4 xMAPr
xMAPr was developed to analyze and visualize data from bead-based experiments performed with the xMAP® technology. The whole basis of the the analysis is the utilization of serial dilutions per sample to avoid saturation effects. Figure 4.1 illustrates the mode of operation of xMAPr.
Figure 4.1: xMAPr workflow depicted as flow chart
4.1 xMAPr Analysis
4.1.1 xPONENT® raw data processing
For the analysis several files are mandatory. After you performed the serological assay including a coupling control the resulting csv-files can be exported using the xPONENT® software from Luminex® (Figure 4.2). The resulting files can be imported into xMAPr, which will automatically genrate the correct input files for the analysis.
Figure 4.2: xPonent csv-file export
inspect xPonent csv-file export
The gerated raw input files can be inspected and manipulated after prepartion since they are stored as easily accessible txt-files in case of naming errors or removale of specific samples for the later analysis (e.g. included standard wells to monitor the inter-plate reproduceability).

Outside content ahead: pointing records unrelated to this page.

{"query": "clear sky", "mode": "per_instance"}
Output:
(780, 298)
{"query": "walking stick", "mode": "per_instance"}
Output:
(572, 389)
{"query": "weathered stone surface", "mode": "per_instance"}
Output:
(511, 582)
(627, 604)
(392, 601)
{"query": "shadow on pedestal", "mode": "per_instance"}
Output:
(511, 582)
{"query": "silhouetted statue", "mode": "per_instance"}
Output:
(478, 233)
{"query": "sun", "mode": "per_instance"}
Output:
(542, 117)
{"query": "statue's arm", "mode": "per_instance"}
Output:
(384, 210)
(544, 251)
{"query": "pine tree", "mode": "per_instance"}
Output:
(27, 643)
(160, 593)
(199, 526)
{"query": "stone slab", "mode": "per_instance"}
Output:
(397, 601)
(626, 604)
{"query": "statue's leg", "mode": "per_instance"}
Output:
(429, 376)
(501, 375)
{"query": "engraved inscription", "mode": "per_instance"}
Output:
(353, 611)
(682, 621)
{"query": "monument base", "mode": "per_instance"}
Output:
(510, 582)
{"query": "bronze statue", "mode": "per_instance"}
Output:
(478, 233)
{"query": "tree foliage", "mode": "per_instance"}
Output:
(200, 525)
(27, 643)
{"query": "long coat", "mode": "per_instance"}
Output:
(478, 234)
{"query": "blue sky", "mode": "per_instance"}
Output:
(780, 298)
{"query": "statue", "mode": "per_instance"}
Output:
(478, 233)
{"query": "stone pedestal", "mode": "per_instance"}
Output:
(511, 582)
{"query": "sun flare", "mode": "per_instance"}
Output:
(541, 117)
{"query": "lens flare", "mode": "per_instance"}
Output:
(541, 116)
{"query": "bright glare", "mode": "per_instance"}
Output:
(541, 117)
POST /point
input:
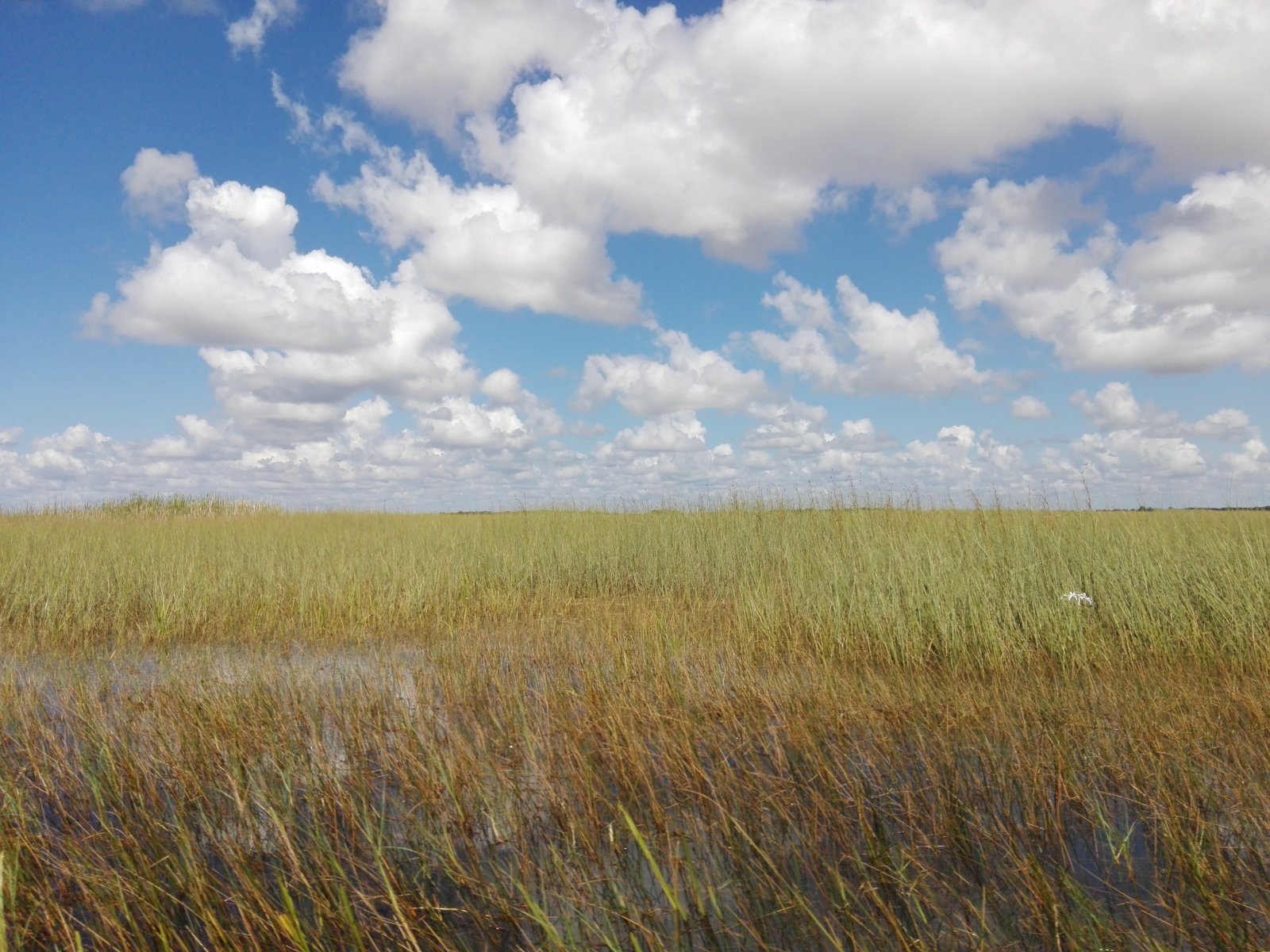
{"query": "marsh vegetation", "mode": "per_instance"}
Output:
(753, 727)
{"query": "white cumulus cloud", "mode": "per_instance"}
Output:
(687, 380)
(1189, 296)
(872, 349)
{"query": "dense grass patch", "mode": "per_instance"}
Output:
(751, 727)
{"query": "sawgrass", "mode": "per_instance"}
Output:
(743, 727)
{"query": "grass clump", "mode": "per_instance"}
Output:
(747, 729)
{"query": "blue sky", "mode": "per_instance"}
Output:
(442, 255)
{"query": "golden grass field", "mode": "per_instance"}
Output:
(752, 727)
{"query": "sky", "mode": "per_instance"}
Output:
(492, 254)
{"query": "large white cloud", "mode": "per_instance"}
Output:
(730, 127)
(872, 349)
(290, 336)
(687, 380)
(1189, 295)
(484, 243)
(156, 184)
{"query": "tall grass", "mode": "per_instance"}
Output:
(745, 729)
(977, 589)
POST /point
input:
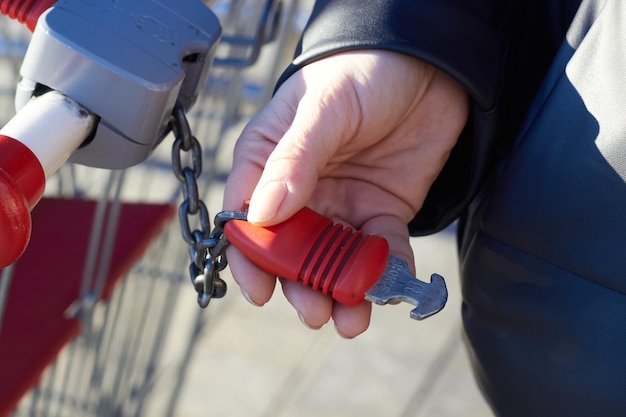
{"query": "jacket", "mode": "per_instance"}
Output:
(499, 50)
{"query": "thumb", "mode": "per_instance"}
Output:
(293, 168)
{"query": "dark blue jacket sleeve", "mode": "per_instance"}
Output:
(498, 50)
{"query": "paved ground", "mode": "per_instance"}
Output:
(261, 362)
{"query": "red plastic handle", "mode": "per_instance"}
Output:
(311, 249)
(25, 11)
(22, 183)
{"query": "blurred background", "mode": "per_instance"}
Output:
(149, 350)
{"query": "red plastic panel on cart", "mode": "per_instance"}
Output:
(47, 279)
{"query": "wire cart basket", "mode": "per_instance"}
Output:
(90, 315)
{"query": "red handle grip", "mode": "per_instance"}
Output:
(22, 183)
(25, 11)
(311, 249)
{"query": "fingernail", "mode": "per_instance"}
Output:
(266, 201)
(247, 297)
(307, 325)
(341, 334)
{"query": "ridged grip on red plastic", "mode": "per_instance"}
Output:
(311, 249)
(22, 183)
(25, 11)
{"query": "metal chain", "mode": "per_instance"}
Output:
(206, 248)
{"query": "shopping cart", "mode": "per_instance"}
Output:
(86, 312)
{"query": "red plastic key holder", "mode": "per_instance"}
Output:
(313, 250)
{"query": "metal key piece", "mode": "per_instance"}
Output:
(398, 284)
(347, 264)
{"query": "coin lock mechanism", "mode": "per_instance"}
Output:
(128, 62)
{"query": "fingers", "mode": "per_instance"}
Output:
(292, 169)
(316, 309)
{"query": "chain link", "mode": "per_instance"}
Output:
(206, 248)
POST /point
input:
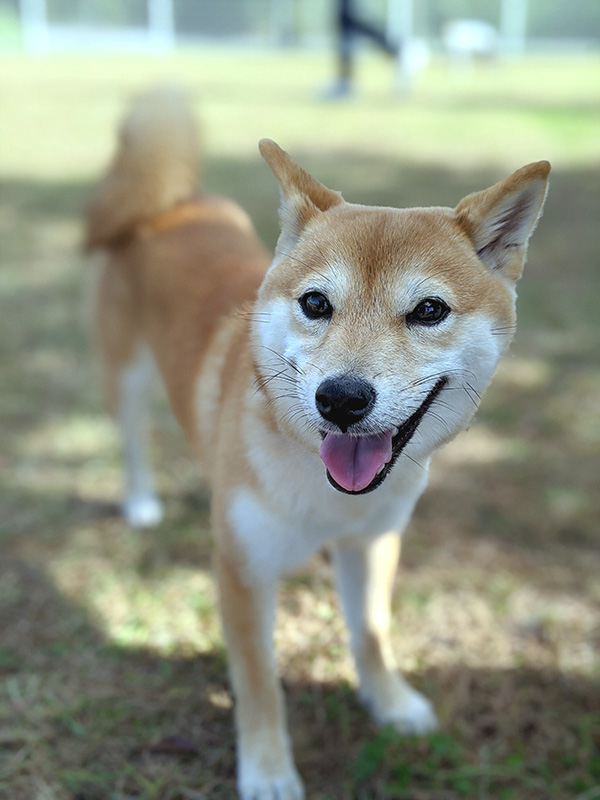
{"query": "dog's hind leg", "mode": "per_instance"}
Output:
(141, 506)
(365, 574)
(127, 374)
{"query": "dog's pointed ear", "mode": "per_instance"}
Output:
(500, 220)
(302, 196)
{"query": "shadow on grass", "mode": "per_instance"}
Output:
(92, 721)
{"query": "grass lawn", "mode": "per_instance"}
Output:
(112, 671)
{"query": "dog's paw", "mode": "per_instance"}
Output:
(414, 717)
(401, 706)
(285, 785)
(142, 510)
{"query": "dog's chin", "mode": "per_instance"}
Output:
(405, 433)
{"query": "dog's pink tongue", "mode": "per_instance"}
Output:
(353, 462)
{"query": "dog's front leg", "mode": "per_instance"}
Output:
(265, 765)
(365, 574)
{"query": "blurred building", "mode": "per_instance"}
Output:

If multiple csv-files should be used for the generation of the xMAPr input files, make sure to store them all in one folder for the upload selection. When all necessary files are selected start processing the data by clicking on the “Run data processing”-button. When processing is done you can download the raw txt-files as a zip-folder by clicking on the green download button.

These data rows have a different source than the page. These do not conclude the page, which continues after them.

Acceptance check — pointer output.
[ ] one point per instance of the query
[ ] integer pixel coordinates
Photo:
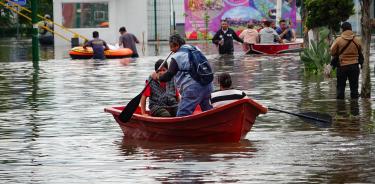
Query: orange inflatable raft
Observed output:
(80, 53)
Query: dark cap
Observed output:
(346, 26)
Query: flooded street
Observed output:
(53, 128)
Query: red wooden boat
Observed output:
(275, 48)
(228, 123)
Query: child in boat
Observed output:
(226, 94)
(163, 96)
(98, 46)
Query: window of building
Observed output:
(85, 15)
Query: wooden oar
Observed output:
(325, 120)
(130, 108)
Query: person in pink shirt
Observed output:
(249, 36)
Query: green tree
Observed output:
(5, 17)
(328, 13)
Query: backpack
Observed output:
(200, 70)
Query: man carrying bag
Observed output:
(347, 52)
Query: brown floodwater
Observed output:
(53, 128)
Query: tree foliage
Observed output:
(5, 17)
(328, 13)
(318, 54)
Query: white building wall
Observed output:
(129, 13)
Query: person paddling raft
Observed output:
(192, 92)
(163, 96)
(98, 46)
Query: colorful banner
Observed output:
(203, 17)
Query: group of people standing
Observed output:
(172, 91)
(126, 40)
(268, 33)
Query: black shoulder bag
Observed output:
(335, 62)
(360, 55)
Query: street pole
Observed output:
(35, 44)
(155, 21)
(279, 6)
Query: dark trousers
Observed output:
(344, 73)
(165, 112)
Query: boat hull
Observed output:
(275, 48)
(80, 53)
(229, 123)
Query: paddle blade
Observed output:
(130, 108)
(319, 119)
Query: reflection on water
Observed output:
(53, 128)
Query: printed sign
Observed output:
(203, 17)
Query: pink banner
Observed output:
(202, 17)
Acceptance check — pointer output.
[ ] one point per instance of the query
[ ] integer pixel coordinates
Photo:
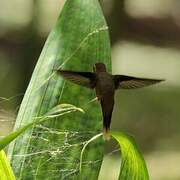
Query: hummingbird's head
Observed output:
(99, 67)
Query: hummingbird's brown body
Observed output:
(105, 85)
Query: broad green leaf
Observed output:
(6, 172)
(79, 39)
(55, 112)
(133, 165)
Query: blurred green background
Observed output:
(145, 38)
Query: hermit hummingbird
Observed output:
(105, 85)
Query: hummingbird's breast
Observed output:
(105, 85)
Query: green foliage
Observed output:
(132, 165)
(52, 149)
(57, 111)
(6, 172)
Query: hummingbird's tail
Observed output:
(106, 134)
(107, 107)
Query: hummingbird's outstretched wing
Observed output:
(128, 82)
(86, 79)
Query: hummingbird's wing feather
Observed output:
(86, 79)
(128, 82)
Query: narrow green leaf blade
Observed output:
(79, 39)
(6, 172)
(133, 165)
(56, 111)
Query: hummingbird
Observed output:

Figure 4.3: xMAPr xPONENT® raw file processing screenshot
4.1.2 xMAPr analysis pipeline
the resulting files from the raw file processing step are mandatory for the analysis with xMAPr:
- assay MFI file
- assay bead count file
- coupling control MFI file
- coupling control bead count file
- sample meta data (additional file, which provides all the sample meta data !)
In addition to the above mentioned files several parameters can be set (figure 4.4).
Figure 4.4: xMAPr anaylsis pipeline screenshot
inspect xMAPr anaylsis pipeline screenshot
If a naming parameter does not fit the input data frames the pipeline will detect that and will report the error in a pop-up error message.
What will be checked?
- is the used dilution name found in assay data header
- is the used dilution name found in assay bead count data header
- is the used dilution name found in assay data header
- is the used replicate name found in assay bead count data header
- is the used sample name found in assay data header
- is the used sample name found in assay bead count data header
- is the used sample name found in meta data header
- is the used blank name found in assay data first column
- is the used blank name found in assay bead count data first column
- is the used antiTag name found in coupling control data first column
- is the used antiTag name found in coupling control bead count data first column
- is the used blank name found in coupling control data first column
- is the used blank name found in coupling control bead count data first column
- do assay data and control coupling data share the same number of antigens or antigens and do they have the same order
- do assay bead count data and control coupling bead count data share the same number of antigens and do they have the same order
- do control coupling bead count data and control coupling data share the same number of antigens or antigens and do they hove the same order
- is the used number of dilutions below 5 (min. 5 different dilutions required !)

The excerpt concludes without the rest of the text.